A4e to stop delivering education in London prisons

13 Aug 2014

In response to A4e's decision to stop delivering education provision in London's prisons, PET is concerned about the impact on teachers and as a result, the rehabilitation of prisoners.

Stock image of prison classroom

Rod Clark, Chief Executive, PET, said:

“This announcement shows just how tough it is delivering services in England’s jails. The delivery of education for prisoners across the country is being seriously affected by overcrowding and staff shortages which are leaving people locked up for longer, so they can’t get to class and providers struggle to meet their targets.

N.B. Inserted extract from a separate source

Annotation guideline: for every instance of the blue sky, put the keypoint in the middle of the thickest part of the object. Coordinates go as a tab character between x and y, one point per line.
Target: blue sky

These pressures are having a negative impact on safety and rehabilitation, as highlighted only this morning by the Chief Inspector of Prisons, Nick Hardwick. It may be that this latest decision by A4e to stop working in London’s prisons is a result of these problems.

“As an organisation that works closely with education staff, PET sympathises with the many dedicated tutors in London prisons striving to help prisoners change their lives through learning. Many of them switched employers when the contract was taken over two years ago and now again, they will face further uncertainty and upheaval. A survey of prison teachers by the University College Union (UCU) last year highlighted the distress this causes.

“Our work proves categorically that education reduces reoffending on release but to benefit from rehabilitation, learners need to be able to go to classes, and receive a good quality and consistent education from teachers who feel confident in their work. It is in all our interests that this vital service continues to function and deliver as well as possible over the transition.”